Use What You've Got: Never Give Up
We’ve all got something. Something that gives us a chance, that we can do that we can share with the world. A skill or an idea, maybe a talent that we can put to work to move us forward, to improve our situation or to bring one of our goals a little bit closer. And even if we can only do one thing, while we can do it, we must. We must use what we’ve got, whatever it is. We must never give up. We must refuse to beaten.
It was already icy cold when the tree men arrived. They all seemed to appear at once, as if by magic, but actually they came from somewhere up north riding big trucks piled high with Christmas trees.

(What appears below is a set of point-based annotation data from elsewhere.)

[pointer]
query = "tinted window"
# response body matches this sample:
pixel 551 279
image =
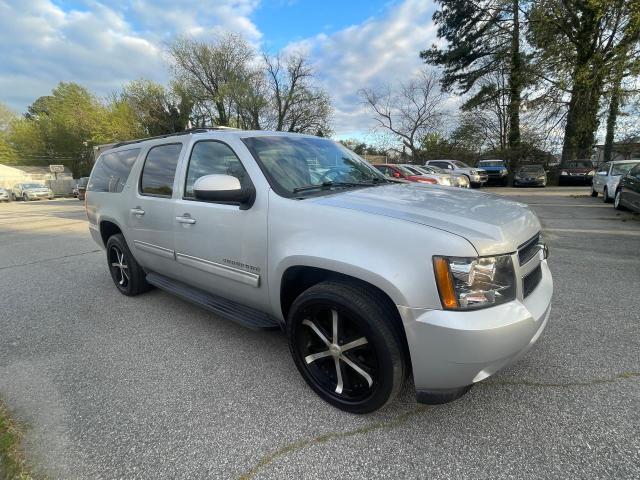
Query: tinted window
pixel 212 158
pixel 160 169
pixel 111 171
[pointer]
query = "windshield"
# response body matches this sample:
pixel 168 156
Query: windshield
pixel 578 164
pixel 532 169
pixel 622 168
pixel 460 164
pixel 295 162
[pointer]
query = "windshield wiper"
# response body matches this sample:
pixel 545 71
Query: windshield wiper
pixel 328 185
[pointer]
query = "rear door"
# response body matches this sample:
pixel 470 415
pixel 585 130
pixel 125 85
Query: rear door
pixel 220 247
pixel 150 216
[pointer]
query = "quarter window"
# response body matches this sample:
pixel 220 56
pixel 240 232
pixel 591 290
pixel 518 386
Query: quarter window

The tree men and their trees are offloaded onto the street corners of New York each year, where they live for weeks, pacing up and down the sidewalks in the freezing cold, selling their trees. And at night they sleep in freezing cold vans by the road. It’s a tough existence, not least because winter in New York can be brutal. But every year the tree men come – as if by magic.
I was sharing an apartment in Stuy Town on the East Side of Manhattan, just above Alphabet City. Opposite the corner of East 14th Street and Avenue A. My flatmates and I were broke. We wanted a Christmas tree, but without the cash to buy one we needed a plan. So we used what we had.
Our plan was to befriend the tree men, or the ones on our block anyway, and charm our way to a free tree. Each day we would take them thermos flasks of coffee and any food we could scrape together, and we’d chat. We’d spend a couple of hours each day drinking coffee with them in the freezing cold, talking about where we were from, where they were from and how we all got there, and then we’d head back to our ground floor Stuy Town apartment and they would climb into their vans for the night.
We developed a rota. One day I would go and take coffee to the tree men. Then next day it was Dom’s turn, and then Connie’s, and the day after that we’d all go as a group. We kept it up for weeks. Chatting away, passing the time, drinking coffee and stamping our feet as we blew into our gloved hands to stay warm. And eventually our plan worked and it paid off. The tree men gave us a tree.
Rightly pleased with ourselves, we took it home and set it up in the living room. It looked beautiful, standing there in all its glory. But it quickly dawned on us that we didn’t have any decorations, and any money we might have had for decorations we’d spent on coffee and food for the tree men. So we used what we had – and for some reason we had lots of origami paper. I don’t know why, perhaps I got it as a freebie from work, but for whatever reason we loads of the stuff.
And I knew how to fold paper cranes.
A paper crane is traditionally a symbol of hope and healing in challenging times, and if you can fold a thousand of them your wishes are supposed to come true. I don’t think we folded a thousand cranes that Christmas, but our tree and our apartment were filled with many hundreds of them. It looked fantastic, if a little odd. But we used what we had and our wish came true. We had a wonderful New York Christmas.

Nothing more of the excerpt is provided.